With his first collection of compositions (all except track 8, a cover of Earth, Wind & Fire’s September), what Mullov-Abbado demonstrates most is variety. In moods, tempos, orchestration. This is like a jazz selection box, but with no hard centres! All of the compositions show a nod to different aspects of the jazz pantheon, but few seem derivative at all. Mullov-Abbado seems like he has composition down pat after one album!
To share his musical vision he pulled together a who’s-who of London’s young talents. Matthew Herd on sax; Tom Green on trombone, Jacob Collier on piano and Fender Rhodes, plus Scott Chapman on drums. Throw in Nick Goodwin on guitar, James Davison on trumpet, Matthew Barley on cello and his mother, Viktoria Mullova on violin, on selected tracks, and you can see why it would be be difficult for Mullov-Abbado’s solo effort to be a dud.
The listening experience is good, with a lovely job on the recording by producer Julian Joseph and engineer Alex Kilpatrick, getting the balance just right. The listener will find lots of good nourishing things on these nine tracks. Opener Circle Song offers up a pastoral feel, birds chirping in the background as Mullov-Abbado’s bass introduces the lovely motif at the heart of the track before the sax and trombone slide in. Very relaxing, the sort of track to which one should sit and watch clouds go by. Lock, Stock & Shuffle shifts mood completely, taking the listener back to Soho in the sixties, it’s Brit-swing style worthy as a soundtrack to any cool London movie from that era. Foot-tappingly compulsive stuff with great soloing from Herd.
Title track New Ansonia - named after a house, not some mystical sylvan land - skips moods again, with Goodwin’s funky guitar introducing a jumpy piano-bass combo that brought to mind instantly Avishai Cohen at his most inventive. Tremendously upbeat in tone, it’s a showcase for the talents in the band to shine at various times and moves along apace with a groovy intent with the guitar … Wow! So simple yet effective on this track.

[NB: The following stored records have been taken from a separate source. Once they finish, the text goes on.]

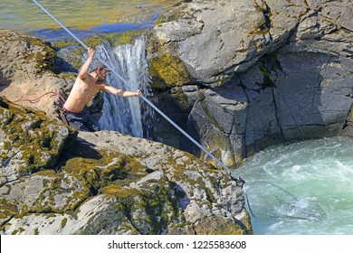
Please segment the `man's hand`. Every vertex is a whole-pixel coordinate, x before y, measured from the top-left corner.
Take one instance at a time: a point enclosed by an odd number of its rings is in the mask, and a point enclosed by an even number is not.
[[[92,48],[88,48],[87,52],[88,52],[89,57],[93,59],[94,54],[96,53],[96,51]]]

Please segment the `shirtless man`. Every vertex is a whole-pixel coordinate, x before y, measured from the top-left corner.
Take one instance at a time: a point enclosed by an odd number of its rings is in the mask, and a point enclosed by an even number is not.
[[[138,89],[137,91],[126,91],[104,83],[108,71],[110,70],[101,62],[96,62],[93,65],[93,70],[89,73],[89,68],[93,61],[94,54],[95,51],[89,48],[89,58],[81,68],[69,98],[63,105],[65,117],[70,126],[81,131],[95,132],[99,130],[95,120],[88,113],[86,106],[100,90],[122,98],[142,95],[142,92]]]

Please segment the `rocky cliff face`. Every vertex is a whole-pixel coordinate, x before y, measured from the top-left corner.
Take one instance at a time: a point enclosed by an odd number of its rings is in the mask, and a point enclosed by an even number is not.
[[[248,234],[242,185],[165,145],[0,98],[1,234]]]
[[[150,33],[150,61],[169,59],[151,73],[231,167],[273,144],[351,136],[352,14],[348,0],[182,3]]]

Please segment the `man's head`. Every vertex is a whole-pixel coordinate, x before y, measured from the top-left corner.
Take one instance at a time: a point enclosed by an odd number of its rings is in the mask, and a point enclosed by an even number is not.
[[[100,61],[96,61],[93,64],[92,72],[97,73],[99,81],[103,81],[106,79],[109,71],[110,71],[110,70]]]

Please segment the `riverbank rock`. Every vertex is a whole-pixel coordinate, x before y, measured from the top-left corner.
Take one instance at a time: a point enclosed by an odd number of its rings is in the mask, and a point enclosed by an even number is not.
[[[175,59],[151,74],[183,91],[178,124],[230,167],[274,144],[351,136],[352,12],[348,0],[181,3],[149,33],[150,61]]]
[[[1,234],[249,234],[241,183],[160,143],[0,98]]]
[[[72,80],[71,75],[58,77],[57,60],[49,42],[0,28],[0,95],[57,117],[57,94],[63,93],[66,80]]]

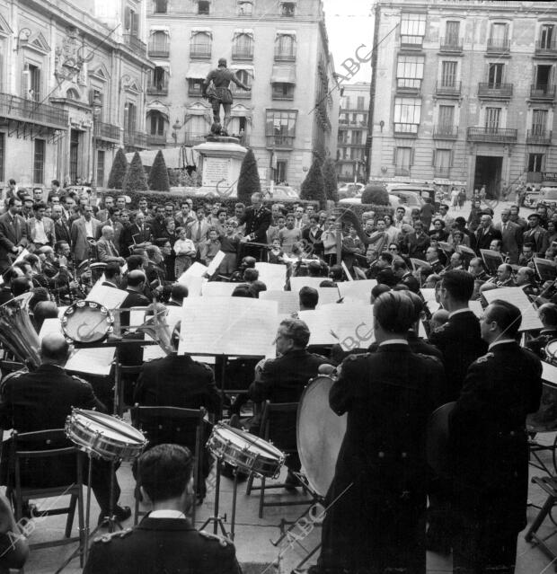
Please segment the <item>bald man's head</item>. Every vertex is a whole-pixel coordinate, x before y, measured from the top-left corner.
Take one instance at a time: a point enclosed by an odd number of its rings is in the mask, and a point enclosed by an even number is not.
[[[49,333],[42,338],[40,357],[43,363],[62,364],[67,360],[69,346],[63,335]]]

There are plenty of other positive options on the rest of the album. Ode to King Michael starts off with a cacophony of voices, instrument tuning up, horses (yes!) before evolving into a modernist soundscape that does, nevertheless, have real heart and soul in it, despite the lack of simple melody. And the wonderfully named Satan, Oscillate My Metallic Sonatas, keeps up this modernist bent, with a treacle-off-a-spoon tempo and simple harmonies, arrhythmic and atonal solos and unusual percussive arrangements, suggesting Mullov-Abbado has some Philip Glass tucked away in his record collection.
A strong statement from Mullov-Abbado, who displays with this album sufficient punch to show he’ll be around for a long-time. Not instantly accessible, perhaps, this album deserves a couple of plays to let it grow on you.